111581949613
Puntawarri
“Nice place Puntawarri- they got houses there, new houses, no one lives there though. Plenty bush tucker, wamurla (bush tomatoes), jinyjiwirrily (wild gooseberry), minyarra (bush onion)- you can find them in salt bush Country, in the soft ground, too many good things growing! Wama (nectar) too, like a bottle brush, you got to bite into it or you can soak it in water. They have a soak there too, for the old people that is.
We used to be staying in the dormitory with Dale [Helen Dale Samson] and all the rest of the girls, there was a lot of girls. We had a girl dormitory, and there was a boys one. Later on when they finished school a lot of the girls left, they gone to get married and work on the stations. I was on those statins with the mustering, Ethel Creek station and all around here [Newman] as well. All the stations- Yunkurra [Yunkurra Billy Atkins] there to. I wasn’t mustering- I was cooking. Getting up early in the morning 6 o’clock, cooking all the meals. I was in Newman station staying with the Nyiyaparli people, nyarru (poor thing). They grew me a up a little bit, they know me.”
–Miriam Atkins
Puntawarri is an important cultural area located on the middle stretches of the Canning Stock Route and east of the Jigalong Aboriginal Community. It is also the site of a now abandoned community, and a rockhole, waterhole, creek and lake. Puntawarri’s close proximity to Jigalong Mission (now Jigalong Aboriginal community) made it a popular site for Martu to visit and camp at over weekends during the ‘mission days’. Though she grew up in the dormitory at Jigalong, she spent her weekends and holidays in the bush, camping at sites such as Puntawarri with her extended family
For many Martu, like Mirriams ’s family, Jigalong Mission was the site where their pujiman (traditional, desert dwelling) lifestyle came to an end from the late 1940s as they transitioned to a life as stockmen and women working in cattle stations in the Pilbara region and beyond. In the wake of the extreme and prolonged drought of the 1960s, the last of the remaining pujimanpa (desert dwellers) were forced to move to missions like Jigalong, where a supply of food and water was assured. There, many Martu were reunited with family members that had already moved in from the desert.

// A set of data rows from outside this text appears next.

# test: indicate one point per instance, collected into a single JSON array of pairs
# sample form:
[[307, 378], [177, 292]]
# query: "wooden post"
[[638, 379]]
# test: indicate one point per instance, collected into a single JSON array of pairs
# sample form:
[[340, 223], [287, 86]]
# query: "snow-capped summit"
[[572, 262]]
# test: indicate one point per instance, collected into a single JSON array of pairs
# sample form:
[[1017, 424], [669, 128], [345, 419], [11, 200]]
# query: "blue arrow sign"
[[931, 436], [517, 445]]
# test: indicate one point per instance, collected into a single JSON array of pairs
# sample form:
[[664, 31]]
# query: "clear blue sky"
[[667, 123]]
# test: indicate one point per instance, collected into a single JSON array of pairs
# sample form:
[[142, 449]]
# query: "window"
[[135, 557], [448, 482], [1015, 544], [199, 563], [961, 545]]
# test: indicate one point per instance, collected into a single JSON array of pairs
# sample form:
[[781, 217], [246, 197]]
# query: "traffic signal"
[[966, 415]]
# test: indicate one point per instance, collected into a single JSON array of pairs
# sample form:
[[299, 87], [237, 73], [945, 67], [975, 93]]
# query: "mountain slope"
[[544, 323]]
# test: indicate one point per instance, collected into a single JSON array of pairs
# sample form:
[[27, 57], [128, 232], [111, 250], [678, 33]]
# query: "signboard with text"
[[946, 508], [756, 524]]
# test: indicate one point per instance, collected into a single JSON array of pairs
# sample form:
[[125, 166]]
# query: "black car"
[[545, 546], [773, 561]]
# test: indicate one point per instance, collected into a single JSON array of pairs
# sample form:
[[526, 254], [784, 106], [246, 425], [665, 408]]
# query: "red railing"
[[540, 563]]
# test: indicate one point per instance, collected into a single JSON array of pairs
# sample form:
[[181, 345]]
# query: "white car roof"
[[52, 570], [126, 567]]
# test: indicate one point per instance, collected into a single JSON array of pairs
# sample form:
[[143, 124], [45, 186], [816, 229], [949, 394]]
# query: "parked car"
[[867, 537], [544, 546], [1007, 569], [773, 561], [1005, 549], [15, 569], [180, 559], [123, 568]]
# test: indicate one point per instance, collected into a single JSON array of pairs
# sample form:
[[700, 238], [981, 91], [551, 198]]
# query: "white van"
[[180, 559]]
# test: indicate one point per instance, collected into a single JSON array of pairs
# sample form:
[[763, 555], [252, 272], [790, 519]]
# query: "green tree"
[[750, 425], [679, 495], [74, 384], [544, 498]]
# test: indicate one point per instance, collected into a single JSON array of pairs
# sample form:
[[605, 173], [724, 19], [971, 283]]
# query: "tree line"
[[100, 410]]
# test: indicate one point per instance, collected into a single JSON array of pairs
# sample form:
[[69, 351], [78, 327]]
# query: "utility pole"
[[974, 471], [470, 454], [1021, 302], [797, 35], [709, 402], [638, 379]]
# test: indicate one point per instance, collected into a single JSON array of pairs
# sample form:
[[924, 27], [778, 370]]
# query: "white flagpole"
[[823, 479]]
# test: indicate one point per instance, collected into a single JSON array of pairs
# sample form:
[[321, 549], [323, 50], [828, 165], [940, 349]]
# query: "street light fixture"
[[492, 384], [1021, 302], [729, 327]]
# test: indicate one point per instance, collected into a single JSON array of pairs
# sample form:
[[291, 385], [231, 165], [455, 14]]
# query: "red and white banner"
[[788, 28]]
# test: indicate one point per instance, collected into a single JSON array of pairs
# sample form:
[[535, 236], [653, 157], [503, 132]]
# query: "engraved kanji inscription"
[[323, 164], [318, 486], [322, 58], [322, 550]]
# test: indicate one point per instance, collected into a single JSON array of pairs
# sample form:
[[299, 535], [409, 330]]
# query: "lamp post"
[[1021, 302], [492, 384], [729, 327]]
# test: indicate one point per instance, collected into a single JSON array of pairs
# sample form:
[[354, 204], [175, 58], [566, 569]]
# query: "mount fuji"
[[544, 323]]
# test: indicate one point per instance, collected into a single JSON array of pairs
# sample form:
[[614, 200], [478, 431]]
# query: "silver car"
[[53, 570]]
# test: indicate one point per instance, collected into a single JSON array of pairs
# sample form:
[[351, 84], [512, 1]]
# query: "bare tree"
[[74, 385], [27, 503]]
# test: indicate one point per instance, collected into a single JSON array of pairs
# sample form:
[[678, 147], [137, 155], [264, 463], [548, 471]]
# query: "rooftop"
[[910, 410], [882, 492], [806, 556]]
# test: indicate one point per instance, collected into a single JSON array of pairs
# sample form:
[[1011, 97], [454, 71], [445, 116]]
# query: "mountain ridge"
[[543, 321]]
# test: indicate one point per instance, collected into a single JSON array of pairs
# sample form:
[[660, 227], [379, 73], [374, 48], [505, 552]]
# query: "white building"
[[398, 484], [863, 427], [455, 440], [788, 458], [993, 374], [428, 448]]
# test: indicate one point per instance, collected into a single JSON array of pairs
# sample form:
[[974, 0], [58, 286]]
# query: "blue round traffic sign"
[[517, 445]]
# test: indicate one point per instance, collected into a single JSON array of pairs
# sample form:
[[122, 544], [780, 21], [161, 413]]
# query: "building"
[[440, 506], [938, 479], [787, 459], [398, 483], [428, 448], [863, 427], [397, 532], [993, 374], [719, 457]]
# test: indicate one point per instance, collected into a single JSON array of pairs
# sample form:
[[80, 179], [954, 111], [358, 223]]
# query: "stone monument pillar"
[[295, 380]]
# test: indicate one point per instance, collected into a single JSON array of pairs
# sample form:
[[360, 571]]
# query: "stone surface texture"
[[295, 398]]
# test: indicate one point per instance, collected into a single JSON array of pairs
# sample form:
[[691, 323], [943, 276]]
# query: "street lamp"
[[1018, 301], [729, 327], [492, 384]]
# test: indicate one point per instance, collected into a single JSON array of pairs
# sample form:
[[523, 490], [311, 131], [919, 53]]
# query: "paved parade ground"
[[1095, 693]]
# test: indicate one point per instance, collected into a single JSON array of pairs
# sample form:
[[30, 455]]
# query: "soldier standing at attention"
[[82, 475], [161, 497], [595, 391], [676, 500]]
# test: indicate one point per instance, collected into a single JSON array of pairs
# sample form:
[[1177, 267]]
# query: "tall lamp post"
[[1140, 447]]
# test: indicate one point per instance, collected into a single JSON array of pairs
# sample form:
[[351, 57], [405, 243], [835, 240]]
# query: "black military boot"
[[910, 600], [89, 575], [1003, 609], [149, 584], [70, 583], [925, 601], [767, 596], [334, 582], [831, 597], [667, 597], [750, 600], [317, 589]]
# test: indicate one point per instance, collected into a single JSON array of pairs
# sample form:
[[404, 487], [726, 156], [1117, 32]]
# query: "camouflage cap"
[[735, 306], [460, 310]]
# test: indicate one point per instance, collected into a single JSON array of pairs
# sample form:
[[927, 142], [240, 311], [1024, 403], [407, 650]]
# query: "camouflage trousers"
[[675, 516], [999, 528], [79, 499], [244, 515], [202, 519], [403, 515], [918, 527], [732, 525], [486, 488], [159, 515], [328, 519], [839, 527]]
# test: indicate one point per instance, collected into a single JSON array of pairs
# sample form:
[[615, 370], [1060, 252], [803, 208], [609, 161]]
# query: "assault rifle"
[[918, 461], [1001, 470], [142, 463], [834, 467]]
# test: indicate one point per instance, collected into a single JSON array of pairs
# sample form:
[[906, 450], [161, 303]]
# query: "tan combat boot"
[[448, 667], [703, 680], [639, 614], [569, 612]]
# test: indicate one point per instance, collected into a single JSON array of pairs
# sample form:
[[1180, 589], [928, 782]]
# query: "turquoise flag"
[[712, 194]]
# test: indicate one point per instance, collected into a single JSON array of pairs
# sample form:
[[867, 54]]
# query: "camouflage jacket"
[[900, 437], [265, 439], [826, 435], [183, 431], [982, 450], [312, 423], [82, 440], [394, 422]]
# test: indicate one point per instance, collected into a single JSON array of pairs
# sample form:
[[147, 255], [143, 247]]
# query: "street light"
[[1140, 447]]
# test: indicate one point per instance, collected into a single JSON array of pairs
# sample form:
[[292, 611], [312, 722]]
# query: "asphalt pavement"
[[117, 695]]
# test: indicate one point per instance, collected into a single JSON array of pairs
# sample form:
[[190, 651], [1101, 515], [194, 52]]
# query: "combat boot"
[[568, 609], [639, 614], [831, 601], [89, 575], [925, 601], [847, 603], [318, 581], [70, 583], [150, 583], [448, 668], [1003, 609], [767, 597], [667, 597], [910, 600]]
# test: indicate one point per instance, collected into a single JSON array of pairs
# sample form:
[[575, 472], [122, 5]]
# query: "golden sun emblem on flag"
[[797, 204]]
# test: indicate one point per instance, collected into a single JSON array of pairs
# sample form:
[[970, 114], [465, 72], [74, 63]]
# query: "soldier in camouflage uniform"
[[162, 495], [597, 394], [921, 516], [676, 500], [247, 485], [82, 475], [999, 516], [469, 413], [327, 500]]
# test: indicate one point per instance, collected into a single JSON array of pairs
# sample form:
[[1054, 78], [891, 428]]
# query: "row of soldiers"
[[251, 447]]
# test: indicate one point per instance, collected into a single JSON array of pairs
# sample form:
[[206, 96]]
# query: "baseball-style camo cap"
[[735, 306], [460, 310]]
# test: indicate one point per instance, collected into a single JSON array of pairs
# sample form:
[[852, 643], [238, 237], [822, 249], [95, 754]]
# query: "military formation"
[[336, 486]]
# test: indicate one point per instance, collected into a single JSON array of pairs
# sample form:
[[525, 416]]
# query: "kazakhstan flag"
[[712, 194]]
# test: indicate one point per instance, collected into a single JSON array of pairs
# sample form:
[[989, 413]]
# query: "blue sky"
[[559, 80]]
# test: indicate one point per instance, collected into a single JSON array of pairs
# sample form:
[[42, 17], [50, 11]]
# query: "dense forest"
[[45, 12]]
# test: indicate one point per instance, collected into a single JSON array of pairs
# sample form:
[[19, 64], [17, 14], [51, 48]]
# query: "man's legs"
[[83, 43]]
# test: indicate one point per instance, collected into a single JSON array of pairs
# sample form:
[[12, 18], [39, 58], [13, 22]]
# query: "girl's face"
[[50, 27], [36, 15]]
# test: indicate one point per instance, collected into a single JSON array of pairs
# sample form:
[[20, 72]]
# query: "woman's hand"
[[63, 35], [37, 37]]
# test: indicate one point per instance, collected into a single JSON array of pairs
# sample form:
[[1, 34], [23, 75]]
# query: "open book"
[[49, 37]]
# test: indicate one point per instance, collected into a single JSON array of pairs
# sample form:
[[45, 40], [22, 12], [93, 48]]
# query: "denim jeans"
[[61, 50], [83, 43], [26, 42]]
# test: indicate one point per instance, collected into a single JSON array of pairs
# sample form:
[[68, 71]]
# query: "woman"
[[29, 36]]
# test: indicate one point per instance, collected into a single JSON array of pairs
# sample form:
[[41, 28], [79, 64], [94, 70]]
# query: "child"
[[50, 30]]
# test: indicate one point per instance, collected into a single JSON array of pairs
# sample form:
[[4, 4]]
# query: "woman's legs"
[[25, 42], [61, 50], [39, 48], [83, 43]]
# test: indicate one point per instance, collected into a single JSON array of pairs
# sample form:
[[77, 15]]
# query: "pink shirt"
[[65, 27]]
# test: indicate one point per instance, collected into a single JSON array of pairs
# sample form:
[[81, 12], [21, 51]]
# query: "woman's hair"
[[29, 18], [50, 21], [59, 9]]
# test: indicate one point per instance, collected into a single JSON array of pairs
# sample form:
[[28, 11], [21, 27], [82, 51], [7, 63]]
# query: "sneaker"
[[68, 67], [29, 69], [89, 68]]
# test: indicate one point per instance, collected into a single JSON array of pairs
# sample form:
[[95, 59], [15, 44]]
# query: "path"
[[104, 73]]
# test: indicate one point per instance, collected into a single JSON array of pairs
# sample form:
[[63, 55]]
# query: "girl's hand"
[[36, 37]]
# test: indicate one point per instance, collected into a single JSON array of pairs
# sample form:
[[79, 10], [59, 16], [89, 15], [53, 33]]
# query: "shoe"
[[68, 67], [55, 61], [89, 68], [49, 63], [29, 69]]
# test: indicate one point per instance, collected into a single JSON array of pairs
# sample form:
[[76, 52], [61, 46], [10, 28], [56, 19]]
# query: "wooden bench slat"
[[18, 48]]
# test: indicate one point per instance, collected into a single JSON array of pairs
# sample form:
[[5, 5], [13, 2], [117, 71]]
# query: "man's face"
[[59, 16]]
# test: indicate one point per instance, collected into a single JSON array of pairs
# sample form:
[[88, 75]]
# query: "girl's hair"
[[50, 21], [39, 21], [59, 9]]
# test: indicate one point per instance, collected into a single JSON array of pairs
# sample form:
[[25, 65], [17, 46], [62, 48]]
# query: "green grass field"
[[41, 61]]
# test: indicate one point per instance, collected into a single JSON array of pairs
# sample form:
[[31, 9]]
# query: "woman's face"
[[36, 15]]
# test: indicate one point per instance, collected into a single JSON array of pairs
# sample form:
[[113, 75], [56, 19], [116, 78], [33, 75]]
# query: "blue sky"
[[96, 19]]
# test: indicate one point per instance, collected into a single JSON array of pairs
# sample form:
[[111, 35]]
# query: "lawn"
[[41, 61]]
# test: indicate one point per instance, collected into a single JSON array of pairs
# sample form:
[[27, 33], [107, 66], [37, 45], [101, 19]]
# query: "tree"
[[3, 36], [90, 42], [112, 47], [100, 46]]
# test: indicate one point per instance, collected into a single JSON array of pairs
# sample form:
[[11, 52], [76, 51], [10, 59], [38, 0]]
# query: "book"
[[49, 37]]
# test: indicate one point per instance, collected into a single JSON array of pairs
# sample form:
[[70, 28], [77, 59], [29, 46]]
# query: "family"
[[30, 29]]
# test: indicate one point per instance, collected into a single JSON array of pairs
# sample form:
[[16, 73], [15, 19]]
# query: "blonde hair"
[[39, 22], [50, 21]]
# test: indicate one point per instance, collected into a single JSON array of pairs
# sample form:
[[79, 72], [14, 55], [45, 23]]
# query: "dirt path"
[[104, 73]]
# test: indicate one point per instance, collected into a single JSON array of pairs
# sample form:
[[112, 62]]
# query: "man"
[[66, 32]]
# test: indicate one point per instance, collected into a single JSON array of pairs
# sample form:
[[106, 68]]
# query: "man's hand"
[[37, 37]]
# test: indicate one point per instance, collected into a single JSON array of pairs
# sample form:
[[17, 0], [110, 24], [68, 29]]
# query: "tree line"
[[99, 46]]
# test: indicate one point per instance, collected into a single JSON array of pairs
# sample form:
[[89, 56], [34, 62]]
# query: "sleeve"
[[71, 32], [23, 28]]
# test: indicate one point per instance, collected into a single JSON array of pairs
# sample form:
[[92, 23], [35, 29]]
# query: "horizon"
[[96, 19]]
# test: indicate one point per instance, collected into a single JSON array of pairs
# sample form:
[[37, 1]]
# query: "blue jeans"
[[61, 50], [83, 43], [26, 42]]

The waterhole at Puntawarri is said to be populated by several kinds of ancestral jila, as referred to by Dale in her account. However the site is best known for its association with the Ngayurnangalku, fearsome ancestral cannibal beings. During the Jukurrpa (Dreaming) the Ngayurnangalku came together from all over the desert, first stopping near Puntawarri on their travels to Kumpupirntily (Kumpupintily, Lake Disappointment). At Kumpupirntily, they had a big meeting to debate whether or not they would continue to live as cannibals, and eventually came to the decision to stop eating people. That night, a female baby cannibal was born to the eastern Ngayurnangalku on the red sandhills at Puntawarri, where she continues to live today as the ‘big mummy’ Ngayurnangalku. Following protocol, the baby also had to be consulted by the group. She determined that the Ngayurnangalku should continue to eat people. Her decision divided the group, and from this point the group from the east continued to live as ‘bad’ cannibals at Kumpupirntily, while the group from the west became ‘good’, thereafter consuming only animals.